To understand the meteoric rise of the buzzword, a brief history lesson. I’ve seen whole blog posts explaining the synthesis of “Big Data” back to prehistoric times. Exposition for the modern IT shop, however, can start in 1997 with the debut of Google.
In 1997, Google changed the way we would think about data, though it took a while to sink in, both for them and us. As Google set about solving their problem of ever increasing data Volume, Variety and Velocity, they determined that a paradigm shift was necessary to keep up. With the increased popularity of the search engine, the average user began to expect the ability to discern relevant answers from infinitely large, and growing, pools of data, near instantaneously.
The paper Google published in 2004 on their MapReduce framework and the specialized distributed filesystem required to operate it was a lightbulb moment for many in the information industry. While the concepts were simple, and not entirely novel, MapReduce and distributed file systems had not been previously formalized and framed as tools to be used independent of other systems. After Google’s debut, their now vanquished competitors began to play catch up. Lucene and Nutch were developed by Doug Cutting to search indexes and create them, respectively. Through some foresight by Mr. Cutting and the other folks at Yahoo!, these technologies were donated to the Apache Software Foundation. What followed was a deluge of new development and a proliferation of new products. From this proliferation, we got Hadoop and it’s ecosystem, Lucene and it’s children Solr and Elasticsearch. These technologies enable everything from IBM’s incredible, Jeopardy champion Watson to modern system monitoring tools.
What made these technologies so unique? Why did they change the way we think? Why are there so many of them?

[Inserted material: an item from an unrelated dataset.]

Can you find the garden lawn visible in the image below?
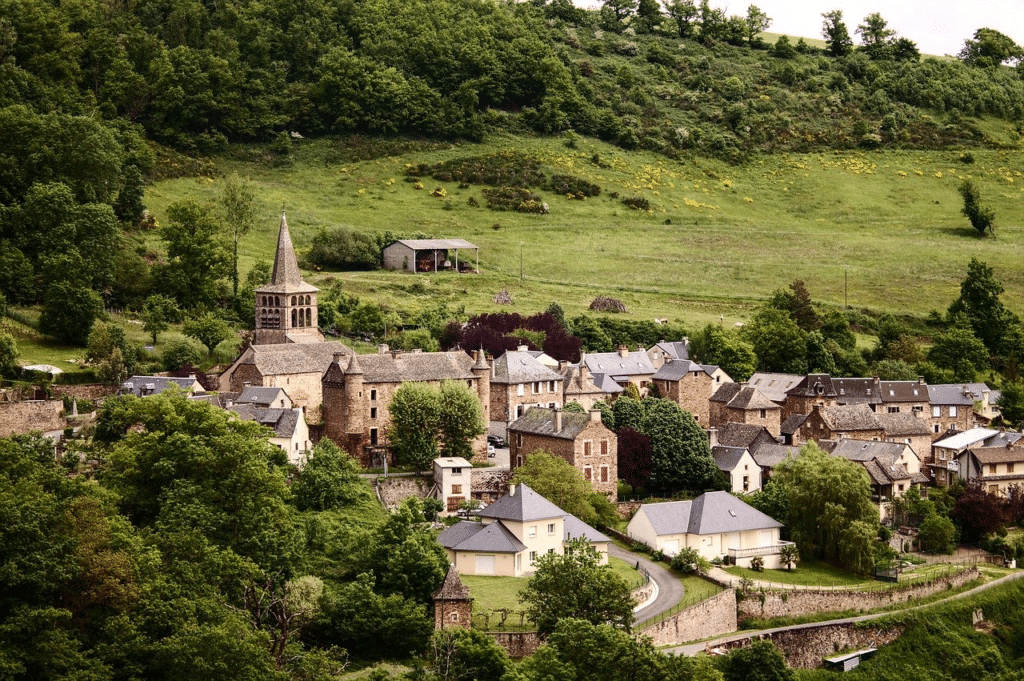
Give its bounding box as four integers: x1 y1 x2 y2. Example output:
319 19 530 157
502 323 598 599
723 559 874 587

Before the paradigm shift of 2003/4 data was defined as structured or unstructured. Structured data was accessed using SQL Queries, unstructured data was images or other files that were found by identifier and returned whole. Before that, structured data was stored on the mainframe and access was limited to the capabilities of COBOL programs. The paradigm shift was that as data volume, variety and velocity grow, the storage paradigms and access patterns must evolve to match the use case. Generic standards, while useful for training developers, will always have downsides for some kind of access.
In the past you needed to think about the data structures: How many fields, how are they related to each other, how the objects related to each other. In the new world order, we care less about the data itself and its intricacies than we care about where it’s coming from and how you want to access it. Are there some situations where you need to search on every field or will key-value retrieval suffice? We now care about intent more than forcing data into our pre-existing notions of efficiency.
So what is Big?
Big Data is Rich Data. Big Data Technologies give us the ability to use the richness of the dataset with real time responses–the ability to ask a new analytical question, on the fly, without rebuilding the data mart. These technologies rely on the cheapness of storage, the cheapness of memory, and the grace of the open source community. As this series continues we’ll be exploring some specific technologies, their intended use cases and some examples of how we’ve leveraged them to solve problems faced by our clients. The goal: enable you to make informed choices on “Big Data:” Big Data is not magic, but it is pretty incredible.